Das zeitliche Zusammentreffen ist nur ein Zufall: Die Firma Degussa wird vom Bau des Holocaust-Mahnmals ausgeschlossen, da ein Tochterunternehmen für die nationalsozialistischen Vernichtungslager Zyklon B produziert hat. Und das Parlament von Berlin beschließt, nun doch darüber zu beraten, ob die Stadt der umstrittenen Flick-Sammlung eine Bühne bieten soll.

Kommentarvon ROBIN ALEXANDER

Die Fälle liegen anders: Die Unternehmen der Familie Flick haben Menschen nicht durch Gas, sondern durch Zwangsarbeit ermordet. Aber sonst? Kann man das Management von Degussa, oder gar die Beschäftigten des Unternehmens, stärker in die Verantwortung nehmen als Friedrich-Christian Flick, den Enkel von Hitlers bedeutendstem Rüstungslieferanten? Flick hat sich losgesagt, Degussa eine Vorreiterrolle bei der Entschädigung der Zwangsarbeiter gespielt.

Die Frage nach dem richtigen Umgang mit historischer Verantwortung ist nicht leicht zu beantworten. Wahrscheinlich gibt es sogar gar nicht die eine, richtige Antwort. Deshalb ist das Ringen um den richtigen Umgang umso wichtiger.

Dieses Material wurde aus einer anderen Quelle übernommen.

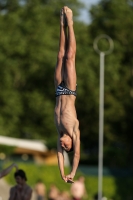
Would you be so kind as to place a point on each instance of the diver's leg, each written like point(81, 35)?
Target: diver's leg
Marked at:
point(70, 71)
point(58, 77)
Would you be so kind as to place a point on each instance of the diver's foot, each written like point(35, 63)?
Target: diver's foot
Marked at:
point(69, 15)
point(62, 17)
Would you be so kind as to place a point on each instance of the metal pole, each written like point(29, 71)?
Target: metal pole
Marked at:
point(101, 108)
point(101, 122)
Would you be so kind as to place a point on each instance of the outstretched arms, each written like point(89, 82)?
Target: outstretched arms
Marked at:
point(60, 157)
point(7, 170)
point(76, 155)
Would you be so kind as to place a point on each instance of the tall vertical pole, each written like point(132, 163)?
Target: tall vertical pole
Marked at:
point(101, 123)
point(101, 107)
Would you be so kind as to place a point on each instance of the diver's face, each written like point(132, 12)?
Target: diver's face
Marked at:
point(66, 142)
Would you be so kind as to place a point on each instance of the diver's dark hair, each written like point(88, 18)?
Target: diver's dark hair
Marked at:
point(20, 173)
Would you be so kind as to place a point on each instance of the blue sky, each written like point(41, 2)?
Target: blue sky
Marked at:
point(84, 13)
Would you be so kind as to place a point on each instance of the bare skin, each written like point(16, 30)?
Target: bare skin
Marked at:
point(66, 120)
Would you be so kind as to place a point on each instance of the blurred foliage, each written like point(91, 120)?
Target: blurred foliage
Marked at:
point(7, 150)
point(29, 33)
point(50, 175)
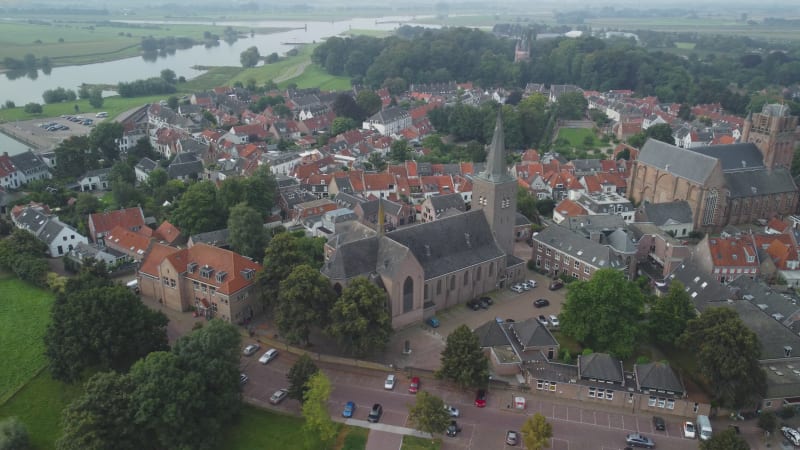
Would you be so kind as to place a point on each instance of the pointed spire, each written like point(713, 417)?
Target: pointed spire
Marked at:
point(496, 159)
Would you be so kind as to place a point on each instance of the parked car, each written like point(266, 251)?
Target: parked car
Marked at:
point(278, 396)
point(413, 388)
point(375, 413)
point(688, 430)
point(349, 409)
point(389, 383)
point(453, 429)
point(639, 440)
point(452, 410)
point(480, 398)
point(658, 423)
point(251, 349)
point(792, 435)
point(512, 437)
point(268, 356)
point(542, 320)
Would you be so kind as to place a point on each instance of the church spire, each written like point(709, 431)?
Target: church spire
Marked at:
point(496, 159)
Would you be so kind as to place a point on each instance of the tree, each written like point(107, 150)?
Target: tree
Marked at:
point(13, 434)
point(318, 426)
point(299, 375)
point(463, 361)
point(304, 300)
point(102, 417)
point(768, 422)
point(399, 151)
point(536, 432)
point(285, 252)
point(247, 234)
point(102, 326)
point(96, 98)
point(198, 210)
point(250, 57)
point(725, 440)
point(669, 314)
point(360, 319)
point(369, 102)
point(603, 313)
point(571, 106)
point(727, 354)
point(427, 414)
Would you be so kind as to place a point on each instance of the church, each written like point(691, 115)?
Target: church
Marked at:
point(435, 265)
point(725, 184)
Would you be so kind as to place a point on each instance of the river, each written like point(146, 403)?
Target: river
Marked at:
point(24, 90)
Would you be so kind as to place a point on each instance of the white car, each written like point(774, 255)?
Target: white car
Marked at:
point(268, 356)
point(792, 435)
point(389, 383)
point(688, 430)
point(452, 410)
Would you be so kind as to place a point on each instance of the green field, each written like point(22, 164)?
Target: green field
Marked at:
point(577, 137)
point(24, 315)
point(68, 43)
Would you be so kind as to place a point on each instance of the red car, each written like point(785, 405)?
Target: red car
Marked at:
point(414, 387)
point(480, 399)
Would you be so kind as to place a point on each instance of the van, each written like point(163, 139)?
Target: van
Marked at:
point(704, 427)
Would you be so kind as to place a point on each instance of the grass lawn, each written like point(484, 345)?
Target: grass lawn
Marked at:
point(258, 429)
point(24, 315)
point(38, 405)
point(417, 443)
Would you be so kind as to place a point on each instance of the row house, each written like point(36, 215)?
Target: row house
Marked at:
point(217, 283)
point(59, 237)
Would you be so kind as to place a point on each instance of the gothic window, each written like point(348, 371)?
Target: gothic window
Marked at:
point(408, 295)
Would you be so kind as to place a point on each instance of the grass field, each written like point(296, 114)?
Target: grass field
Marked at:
point(24, 315)
point(577, 137)
point(416, 443)
point(67, 43)
point(38, 405)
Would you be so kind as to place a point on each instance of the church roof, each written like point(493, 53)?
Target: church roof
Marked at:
point(734, 156)
point(759, 182)
point(496, 170)
point(449, 244)
point(684, 163)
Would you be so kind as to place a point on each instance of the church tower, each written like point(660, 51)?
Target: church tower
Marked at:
point(495, 192)
point(773, 131)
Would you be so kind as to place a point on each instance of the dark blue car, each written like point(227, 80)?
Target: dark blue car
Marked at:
point(349, 407)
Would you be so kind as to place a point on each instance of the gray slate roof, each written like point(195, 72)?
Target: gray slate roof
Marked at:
point(444, 202)
point(668, 213)
point(684, 163)
point(601, 366)
point(657, 376)
point(734, 156)
point(450, 244)
point(760, 182)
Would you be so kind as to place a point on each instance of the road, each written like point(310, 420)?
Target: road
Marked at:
point(574, 426)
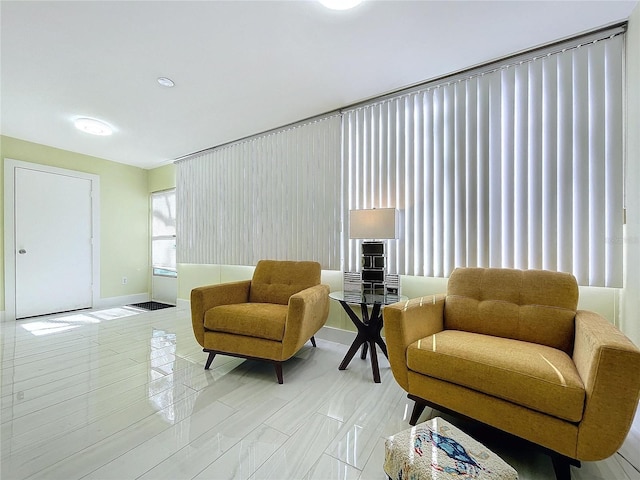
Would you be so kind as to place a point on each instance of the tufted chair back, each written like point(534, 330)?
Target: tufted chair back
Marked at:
point(530, 305)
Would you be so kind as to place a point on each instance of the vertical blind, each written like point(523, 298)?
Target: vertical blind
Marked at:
point(520, 166)
point(273, 196)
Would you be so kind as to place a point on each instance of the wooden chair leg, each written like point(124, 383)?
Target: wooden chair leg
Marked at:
point(212, 355)
point(278, 366)
point(562, 466)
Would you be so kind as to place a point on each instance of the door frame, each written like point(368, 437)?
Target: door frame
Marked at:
point(10, 167)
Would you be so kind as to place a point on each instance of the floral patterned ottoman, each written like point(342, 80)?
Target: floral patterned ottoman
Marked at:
point(437, 450)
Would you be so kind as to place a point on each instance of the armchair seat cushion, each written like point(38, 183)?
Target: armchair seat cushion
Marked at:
point(260, 320)
point(542, 378)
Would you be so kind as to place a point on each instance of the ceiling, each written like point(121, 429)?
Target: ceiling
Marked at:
point(241, 67)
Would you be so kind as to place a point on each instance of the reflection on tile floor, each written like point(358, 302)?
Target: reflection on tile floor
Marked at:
point(121, 393)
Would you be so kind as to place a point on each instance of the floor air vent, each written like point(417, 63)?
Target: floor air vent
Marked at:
point(151, 305)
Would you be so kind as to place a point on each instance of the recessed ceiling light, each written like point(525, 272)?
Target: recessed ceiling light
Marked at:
point(166, 82)
point(340, 4)
point(92, 126)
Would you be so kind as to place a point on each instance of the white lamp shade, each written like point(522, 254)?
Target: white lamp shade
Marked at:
point(373, 224)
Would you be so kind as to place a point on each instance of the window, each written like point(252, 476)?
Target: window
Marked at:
point(163, 233)
point(517, 166)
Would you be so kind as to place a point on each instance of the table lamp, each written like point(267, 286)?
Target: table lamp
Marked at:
point(374, 226)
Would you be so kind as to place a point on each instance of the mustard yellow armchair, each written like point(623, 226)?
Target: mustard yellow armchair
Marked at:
point(510, 349)
point(269, 317)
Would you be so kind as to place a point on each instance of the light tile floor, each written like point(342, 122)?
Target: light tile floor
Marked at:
point(122, 394)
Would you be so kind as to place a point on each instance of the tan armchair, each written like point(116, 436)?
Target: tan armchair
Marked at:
point(267, 318)
point(510, 349)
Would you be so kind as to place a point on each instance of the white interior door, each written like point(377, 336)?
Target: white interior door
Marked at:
point(53, 243)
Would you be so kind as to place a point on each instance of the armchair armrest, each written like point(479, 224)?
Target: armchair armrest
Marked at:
point(407, 322)
point(308, 311)
point(609, 365)
point(204, 298)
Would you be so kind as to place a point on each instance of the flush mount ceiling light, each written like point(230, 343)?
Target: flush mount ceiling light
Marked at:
point(92, 126)
point(166, 82)
point(340, 4)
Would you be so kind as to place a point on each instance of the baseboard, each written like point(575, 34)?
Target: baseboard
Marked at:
point(110, 302)
point(182, 304)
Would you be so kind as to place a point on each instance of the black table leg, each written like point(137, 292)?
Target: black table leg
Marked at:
point(368, 336)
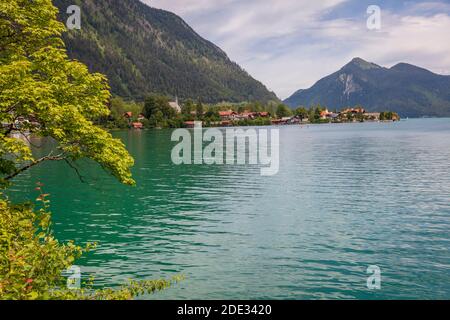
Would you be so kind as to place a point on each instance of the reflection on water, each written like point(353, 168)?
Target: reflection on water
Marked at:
point(346, 197)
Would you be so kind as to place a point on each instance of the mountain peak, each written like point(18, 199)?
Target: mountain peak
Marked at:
point(406, 67)
point(406, 89)
point(362, 64)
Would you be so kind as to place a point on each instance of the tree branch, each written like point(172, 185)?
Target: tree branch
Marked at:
point(35, 163)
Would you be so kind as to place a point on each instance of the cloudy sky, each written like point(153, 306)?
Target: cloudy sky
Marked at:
point(290, 44)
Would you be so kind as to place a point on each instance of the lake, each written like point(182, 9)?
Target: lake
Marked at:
point(347, 196)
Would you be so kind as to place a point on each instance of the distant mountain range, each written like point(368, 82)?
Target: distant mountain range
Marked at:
point(406, 89)
point(144, 50)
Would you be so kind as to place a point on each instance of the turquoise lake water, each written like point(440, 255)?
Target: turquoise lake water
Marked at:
point(346, 197)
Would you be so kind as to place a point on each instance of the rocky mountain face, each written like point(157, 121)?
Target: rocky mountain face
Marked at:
point(406, 89)
point(144, 50)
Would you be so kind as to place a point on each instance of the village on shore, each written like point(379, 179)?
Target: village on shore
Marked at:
point(228, 116)
point(160, 112)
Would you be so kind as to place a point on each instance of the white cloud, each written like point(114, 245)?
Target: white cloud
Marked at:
point(290, 44)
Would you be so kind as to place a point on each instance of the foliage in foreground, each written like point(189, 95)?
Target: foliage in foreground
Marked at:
point(58, 97)
point(32, 261)
point(43, 93)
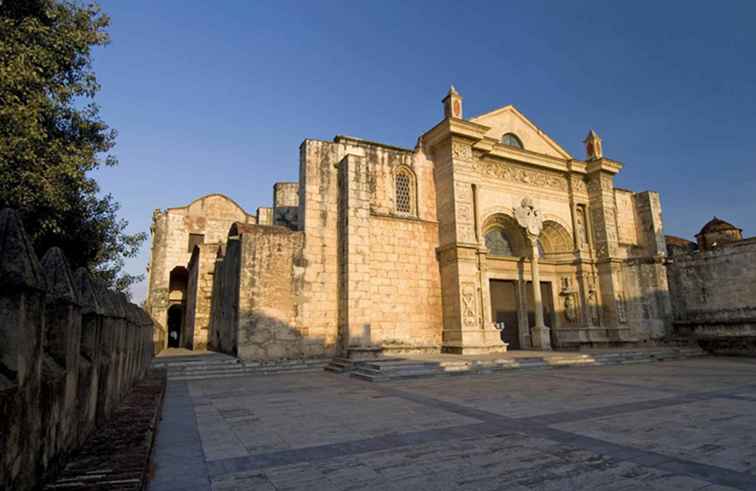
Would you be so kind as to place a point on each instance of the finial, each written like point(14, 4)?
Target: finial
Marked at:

Und Berlin? Klaus Wowereit hat entschieden, bevor die Debatte losging. Er hat ein Schnäppchen gewittert: Flick bringt zu seiner Kunst noch ein paar Millionen mit. Das Parlament hat sich der Standortlogik des Regierenden genauso unterworfen wie der PDS-Kultursenator. Auch der Kulturbetrieb und die veröffentlichte Meinung haben über Dokumentationen und Begleitprogramme nur diskutiert unter der Prämisse: Ja zur Ausstellung. Aber eine Auseinandersetzung, deren Ende von vornherein feststeht, ist keine. Berlin stellt sich der historischen Verantwortung nicht, ohne die die Flick-Sammlung nicht zu haben ist. Wir erleben keine Debatte, sondern die bloße Inszenierung einer Debatte: Eine Verhöhnung der Menschen, die gelitten haben.